KC Records, Gardner and Ford's previous record company, then released "Glory of Love", which made number 75 on the pop chart, before Fire released the official follow-up, "Don't You Worry", which reached number 7 on the R&B chart and number 66 pop. After recording an LP for Fire, Need Your Lovin, Gardner and Ford left the label, and - following the death of Gardner's wife in an accident - toured Sweden for a change of scene. They recorded a live album, Quintet in Sweden, released by Sonet Records in 1965 and described as having "a solid R&B base with jazzy overtones that is veering towards early soul", and also recorded several tracks with Freda Payne for her album Freda Payne in Stockholm.

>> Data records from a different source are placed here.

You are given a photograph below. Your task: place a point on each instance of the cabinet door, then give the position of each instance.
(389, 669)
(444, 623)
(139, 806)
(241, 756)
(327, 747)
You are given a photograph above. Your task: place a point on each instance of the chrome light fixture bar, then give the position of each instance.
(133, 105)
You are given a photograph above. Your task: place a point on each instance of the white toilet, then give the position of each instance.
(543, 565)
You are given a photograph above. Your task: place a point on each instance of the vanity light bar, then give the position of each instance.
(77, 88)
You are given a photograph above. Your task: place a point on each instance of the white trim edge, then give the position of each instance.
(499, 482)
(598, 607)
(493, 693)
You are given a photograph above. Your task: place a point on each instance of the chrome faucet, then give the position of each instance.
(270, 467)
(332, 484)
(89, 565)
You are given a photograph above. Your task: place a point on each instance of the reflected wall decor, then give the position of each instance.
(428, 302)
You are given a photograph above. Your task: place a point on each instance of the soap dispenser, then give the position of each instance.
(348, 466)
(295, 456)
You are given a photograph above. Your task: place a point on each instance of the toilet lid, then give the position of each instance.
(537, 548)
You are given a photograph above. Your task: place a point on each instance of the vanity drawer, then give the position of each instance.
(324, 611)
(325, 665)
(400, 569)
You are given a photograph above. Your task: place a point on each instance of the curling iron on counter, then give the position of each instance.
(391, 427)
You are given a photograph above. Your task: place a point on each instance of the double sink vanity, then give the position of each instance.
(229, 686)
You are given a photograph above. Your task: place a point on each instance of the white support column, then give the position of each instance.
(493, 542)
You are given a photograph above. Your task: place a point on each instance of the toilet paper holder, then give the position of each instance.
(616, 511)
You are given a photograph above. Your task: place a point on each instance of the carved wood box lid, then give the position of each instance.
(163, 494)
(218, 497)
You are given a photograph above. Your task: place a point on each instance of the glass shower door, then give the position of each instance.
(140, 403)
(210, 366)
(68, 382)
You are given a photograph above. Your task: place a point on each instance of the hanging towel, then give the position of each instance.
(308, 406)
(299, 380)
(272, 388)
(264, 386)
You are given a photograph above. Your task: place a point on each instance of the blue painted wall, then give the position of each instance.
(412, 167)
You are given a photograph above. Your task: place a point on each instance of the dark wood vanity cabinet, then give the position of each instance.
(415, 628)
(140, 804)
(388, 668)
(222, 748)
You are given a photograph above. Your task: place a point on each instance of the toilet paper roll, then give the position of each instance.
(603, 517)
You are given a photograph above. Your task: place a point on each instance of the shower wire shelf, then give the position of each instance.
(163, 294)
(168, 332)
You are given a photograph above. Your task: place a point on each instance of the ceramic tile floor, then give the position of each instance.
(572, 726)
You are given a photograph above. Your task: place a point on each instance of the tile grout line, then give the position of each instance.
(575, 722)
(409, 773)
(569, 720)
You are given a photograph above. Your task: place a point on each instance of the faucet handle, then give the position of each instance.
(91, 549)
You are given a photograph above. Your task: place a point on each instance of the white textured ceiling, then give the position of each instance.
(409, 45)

When they returned to the US, Gardner and Ford went their separate ways. Ford wrote the song "Let Me Down Easy", a hit for Bettye LaVette in 1965, but soon retired from the music industry. Gardner continued to perform and record throughout the 1960s and 1970s, releasing a string of singles on various labels including Jubilee, Verve, and Tru-Glo-Town. In the early 1970s, he recorded with Jeanette "Baby" Washington, and their recording on the Master 5 label of "Forever", a minor hit in 1963 for the Marvelettes, reached number 30 on the R&B chart in 1973.

==Death==
Gardner continued to work as a jazz musician, and had been part of the management of the Philadelphia Clef Club of Jazz & Performing Arts in Philadelphia since 1985, serving as executive director. Lovett Hines, the current Artistic Director of the Philadelphia Clef Club of Jazz & Performing Arts, was at the hospital when Gardner died, playing the artist's music. "And I just held the telephone to his ear on YouTube," Hines said. "And you could see his reaction with his eyes moving and moving his hand. So he responded to the music, and I'm glad that was the last thing he heard". Gardner died on September 4, 2018, at the age of 87.

==Discography==
===Albums===
- The Don Gardner Trio featuring Jimmy Smith and Bill Davis (recorded 1955, issued 1963)
- Need Your Lovin' (Don Gardner & Dee Dee Ford, 1962)
- The Don Gardner and Dee Dee Ford Quintet in Sweden (1965)
- The Exciting Jimmy Smith with the Don Gardner Trio (1969)
- Lay a Little Lovin' on Me (Baby Washington & Don Gardner, 1973)
- Very Best of Don Gardner & Dee Dee Ford (1999)

====As guest artist====

- Patrick Stanfield Jones - A Heart and an Open Road (2010)

===Chart singles===

| Year | Single | Chart positions |  |
| US Pop | US R&B |
| 1962 | "I Need Your Loving" Don Gardner and Dee Dee Ford | 20 | 4 |
| "Glory of Love" Don Gardner and Dee Dee Ford | 75 | — |
| "Don't You Worry" Don Gardner and Dee Dee Ford | 66 | 7 |
| 1966 | "My Baby Likes to Boogaloo" | — | — |
| 1973 | "Forever" Baby Washington and Don Gardner | — | 30 |
"—" denotes releases that did not chart.